The case A congregation builds a new place of worship
  1. State

    The constitution gives the right to practise faith

    Freedom of religion in the Instrument of Government protects the right to gather and practise your religion. The central government can also support the community financially through the Agency for Support to Faith Communities, if the conditions are met.

    Point of influence

    The general election steers the terms for the community support, and changes go out on referral.

  2. Municipality

    The detailed development plan points out the place

    A place of worship requires land where the detailed development plan (detaljplan) allows an assembly building. Sometimes a new plan is needed, and then a consultation is held where neighbours, associations and everyone else may give their views.

    Point of influence

    The consultation is open to everyone. The comments must be reported and addressed before the plan is adopted.

  3. Municipality

    The building committee grants the building permit

    The committee examines the application against the detailed development plan and the Planning and Building Act. Affected neighbours are heard before the decision.

    Point of influence

    Affected neighbours can give their views and appeal the decision to the County Administrative Board (Länsstyrelsen).

  4. State

    The right to perform marriages and support fall into place

    If the community wants to marry couples, it applies to the Legal, Financial and Administrative Services Agency (Kammarkollegiet), which can grant the right to perform marriages and appoint marriage officiants. Central government organisation support and sometimes premises grants can contribute to the activity.

  5. Your everyday life

    The doors open in the neighbourhood

    Friday prayer, Sunday mass or Saturday sabbath: the place where people gather rests on a constitutional right, a detailed development plan and a building permit. All three could be influenced.

The journey looks the same in reverse: what has been built came the same way, through the same decisions. Whoever knows where the decisions are made also knows where they can be changed.

Questions to discuss

  1. What does freedom of religion mean in practice where you live, and what spaces are there for the person who wants to practise their faith?

  2. Should the central government give financial support to religious communities, and if so on what conditions?

  3. How should society handle situations where freedom of religion collides with other rights?

  4. What role do religious communities play in your municipality's social life, even for the person who does not believe?

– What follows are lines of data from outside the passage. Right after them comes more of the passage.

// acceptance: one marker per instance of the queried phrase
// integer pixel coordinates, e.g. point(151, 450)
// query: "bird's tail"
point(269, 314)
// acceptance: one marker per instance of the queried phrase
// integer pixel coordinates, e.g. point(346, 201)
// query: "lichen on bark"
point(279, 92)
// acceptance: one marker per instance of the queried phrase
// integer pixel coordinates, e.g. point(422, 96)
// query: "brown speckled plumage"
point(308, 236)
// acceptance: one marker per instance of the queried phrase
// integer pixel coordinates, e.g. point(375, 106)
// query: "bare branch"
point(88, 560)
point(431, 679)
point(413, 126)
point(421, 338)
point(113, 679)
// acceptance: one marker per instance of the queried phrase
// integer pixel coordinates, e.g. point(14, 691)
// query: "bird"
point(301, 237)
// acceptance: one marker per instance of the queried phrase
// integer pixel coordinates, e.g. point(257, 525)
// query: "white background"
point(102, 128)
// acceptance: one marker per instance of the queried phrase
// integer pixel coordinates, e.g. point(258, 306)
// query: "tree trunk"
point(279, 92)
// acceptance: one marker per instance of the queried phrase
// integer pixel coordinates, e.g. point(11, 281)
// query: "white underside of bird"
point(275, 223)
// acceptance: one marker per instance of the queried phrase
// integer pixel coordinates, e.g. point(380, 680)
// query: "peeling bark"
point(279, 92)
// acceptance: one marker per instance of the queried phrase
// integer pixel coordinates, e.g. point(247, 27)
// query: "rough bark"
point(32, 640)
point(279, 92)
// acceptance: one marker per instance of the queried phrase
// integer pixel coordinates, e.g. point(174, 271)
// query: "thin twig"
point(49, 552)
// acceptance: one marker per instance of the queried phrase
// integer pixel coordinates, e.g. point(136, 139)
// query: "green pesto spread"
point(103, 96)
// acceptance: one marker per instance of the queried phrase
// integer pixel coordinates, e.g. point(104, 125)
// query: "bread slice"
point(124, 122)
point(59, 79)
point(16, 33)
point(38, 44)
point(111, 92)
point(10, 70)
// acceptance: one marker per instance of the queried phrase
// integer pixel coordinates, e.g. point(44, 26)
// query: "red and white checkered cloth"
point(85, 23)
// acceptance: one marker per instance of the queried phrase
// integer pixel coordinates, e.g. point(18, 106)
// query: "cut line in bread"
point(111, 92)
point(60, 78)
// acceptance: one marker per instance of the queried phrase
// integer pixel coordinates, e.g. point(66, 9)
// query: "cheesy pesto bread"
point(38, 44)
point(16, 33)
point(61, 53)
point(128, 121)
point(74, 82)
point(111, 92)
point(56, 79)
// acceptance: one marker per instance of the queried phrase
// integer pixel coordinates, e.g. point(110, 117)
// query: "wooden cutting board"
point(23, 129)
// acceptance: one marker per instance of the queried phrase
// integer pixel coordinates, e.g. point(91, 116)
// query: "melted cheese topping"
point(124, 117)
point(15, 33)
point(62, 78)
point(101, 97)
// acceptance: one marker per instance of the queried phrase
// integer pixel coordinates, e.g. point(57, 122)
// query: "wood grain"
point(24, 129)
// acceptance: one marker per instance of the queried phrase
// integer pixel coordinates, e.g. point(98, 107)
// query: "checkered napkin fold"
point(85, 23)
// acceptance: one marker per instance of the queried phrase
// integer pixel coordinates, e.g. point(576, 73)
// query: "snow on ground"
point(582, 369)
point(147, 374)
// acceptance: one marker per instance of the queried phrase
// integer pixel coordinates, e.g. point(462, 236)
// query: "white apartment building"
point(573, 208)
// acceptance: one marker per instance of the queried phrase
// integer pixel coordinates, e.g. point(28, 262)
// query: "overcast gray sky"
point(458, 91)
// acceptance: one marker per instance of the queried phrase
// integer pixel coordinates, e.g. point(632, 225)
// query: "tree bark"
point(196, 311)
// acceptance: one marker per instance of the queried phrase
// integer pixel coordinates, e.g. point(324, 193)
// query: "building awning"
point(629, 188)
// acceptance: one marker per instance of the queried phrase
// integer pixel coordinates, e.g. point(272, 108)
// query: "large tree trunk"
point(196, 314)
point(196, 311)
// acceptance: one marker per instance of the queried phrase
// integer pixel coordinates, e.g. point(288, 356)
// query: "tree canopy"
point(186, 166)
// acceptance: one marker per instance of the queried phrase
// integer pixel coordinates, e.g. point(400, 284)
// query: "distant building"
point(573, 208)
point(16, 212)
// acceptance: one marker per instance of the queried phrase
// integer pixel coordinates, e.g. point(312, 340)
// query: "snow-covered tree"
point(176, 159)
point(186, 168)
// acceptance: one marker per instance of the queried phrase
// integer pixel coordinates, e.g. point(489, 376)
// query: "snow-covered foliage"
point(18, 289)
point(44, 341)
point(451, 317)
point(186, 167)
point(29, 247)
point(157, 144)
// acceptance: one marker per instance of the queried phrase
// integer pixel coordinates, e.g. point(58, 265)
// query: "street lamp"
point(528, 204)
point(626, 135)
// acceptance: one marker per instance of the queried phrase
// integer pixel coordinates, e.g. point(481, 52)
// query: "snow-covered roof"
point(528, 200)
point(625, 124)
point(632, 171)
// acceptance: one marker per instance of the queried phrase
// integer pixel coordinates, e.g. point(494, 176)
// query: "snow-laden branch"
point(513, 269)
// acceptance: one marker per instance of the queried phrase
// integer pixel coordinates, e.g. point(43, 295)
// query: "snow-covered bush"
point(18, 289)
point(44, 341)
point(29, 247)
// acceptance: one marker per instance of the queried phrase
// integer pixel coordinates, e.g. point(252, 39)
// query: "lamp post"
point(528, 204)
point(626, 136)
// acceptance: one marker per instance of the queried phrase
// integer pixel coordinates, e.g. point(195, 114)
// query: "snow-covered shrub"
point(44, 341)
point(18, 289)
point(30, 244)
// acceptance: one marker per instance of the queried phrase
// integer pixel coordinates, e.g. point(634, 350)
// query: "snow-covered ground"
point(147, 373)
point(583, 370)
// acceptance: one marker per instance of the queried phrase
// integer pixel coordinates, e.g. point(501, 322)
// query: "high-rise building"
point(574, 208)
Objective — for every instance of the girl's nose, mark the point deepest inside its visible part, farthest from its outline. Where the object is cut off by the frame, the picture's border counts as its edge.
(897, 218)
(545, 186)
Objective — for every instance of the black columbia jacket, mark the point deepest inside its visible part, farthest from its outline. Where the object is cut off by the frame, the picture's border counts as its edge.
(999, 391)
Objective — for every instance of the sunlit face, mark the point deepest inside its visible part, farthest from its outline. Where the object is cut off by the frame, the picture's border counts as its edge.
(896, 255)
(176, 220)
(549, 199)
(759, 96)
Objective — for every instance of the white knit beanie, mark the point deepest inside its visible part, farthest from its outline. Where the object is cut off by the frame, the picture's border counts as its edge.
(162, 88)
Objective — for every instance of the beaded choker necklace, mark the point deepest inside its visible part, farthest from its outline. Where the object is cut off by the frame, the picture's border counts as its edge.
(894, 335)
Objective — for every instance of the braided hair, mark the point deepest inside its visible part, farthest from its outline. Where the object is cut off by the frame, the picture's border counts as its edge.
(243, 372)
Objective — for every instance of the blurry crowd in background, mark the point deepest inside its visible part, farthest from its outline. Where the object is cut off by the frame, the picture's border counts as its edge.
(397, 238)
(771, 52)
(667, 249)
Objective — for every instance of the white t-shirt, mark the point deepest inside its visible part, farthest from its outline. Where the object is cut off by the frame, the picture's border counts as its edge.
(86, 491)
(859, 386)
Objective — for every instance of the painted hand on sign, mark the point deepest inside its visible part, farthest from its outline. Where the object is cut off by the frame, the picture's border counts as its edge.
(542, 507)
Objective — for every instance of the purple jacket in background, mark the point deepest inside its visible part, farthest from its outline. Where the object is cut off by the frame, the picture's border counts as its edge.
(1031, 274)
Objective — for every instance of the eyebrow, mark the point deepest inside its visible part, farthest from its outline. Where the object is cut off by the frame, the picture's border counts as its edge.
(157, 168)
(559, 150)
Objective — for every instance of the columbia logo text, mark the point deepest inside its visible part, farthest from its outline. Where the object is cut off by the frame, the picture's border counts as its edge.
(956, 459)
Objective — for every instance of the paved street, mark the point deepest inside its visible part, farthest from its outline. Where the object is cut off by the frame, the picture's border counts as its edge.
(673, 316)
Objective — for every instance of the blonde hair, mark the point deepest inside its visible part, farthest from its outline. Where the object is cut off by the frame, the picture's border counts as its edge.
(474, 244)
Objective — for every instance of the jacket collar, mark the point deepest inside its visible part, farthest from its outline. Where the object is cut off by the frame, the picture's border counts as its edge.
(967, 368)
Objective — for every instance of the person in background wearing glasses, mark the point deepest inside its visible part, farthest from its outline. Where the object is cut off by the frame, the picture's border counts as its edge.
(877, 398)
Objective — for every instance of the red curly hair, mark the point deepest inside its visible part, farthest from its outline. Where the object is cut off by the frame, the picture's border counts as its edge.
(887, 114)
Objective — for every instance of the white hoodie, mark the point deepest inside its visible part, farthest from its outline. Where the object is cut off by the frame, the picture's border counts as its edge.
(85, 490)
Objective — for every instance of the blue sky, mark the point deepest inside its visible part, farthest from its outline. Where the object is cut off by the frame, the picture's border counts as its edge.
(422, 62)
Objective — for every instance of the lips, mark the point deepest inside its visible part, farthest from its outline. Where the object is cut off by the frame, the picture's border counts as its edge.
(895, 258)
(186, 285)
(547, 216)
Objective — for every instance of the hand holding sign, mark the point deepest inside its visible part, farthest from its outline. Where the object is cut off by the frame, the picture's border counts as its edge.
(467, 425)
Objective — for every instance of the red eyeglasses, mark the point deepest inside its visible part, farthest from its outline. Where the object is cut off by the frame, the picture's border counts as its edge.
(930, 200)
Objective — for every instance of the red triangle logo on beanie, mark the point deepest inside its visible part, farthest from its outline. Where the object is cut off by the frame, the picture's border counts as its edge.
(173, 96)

  5. School is to be non-confessional. Where is the line between teaching about religion and practising it?

Glossary

Religionsfrihet
The constitutionally protected freedom to practise your religion alone or with others, or to abstain entirely.
Trossamfund
A community for religious activity that can be registered and apply for central government support.
Vigselrätt
A permit from the Legal, Financial and Administrative Services Agency (Kammarkollegiet) that lets a community perform legally valid marriages.
Begravningsavgift
A fee that everyone registered as resident pays for the burial services, regardless of faith and membership.
Detaljplanesamråd
The open stage where everyone can submit comments on a proposal for a detailed development plan.

Footnotes

1) This is an estimate of how decision-making power over the issue is split between the municipality, the region, central government and the EU, based on how responsibility is divided in legislation. A teaching guide, not an exact measurement.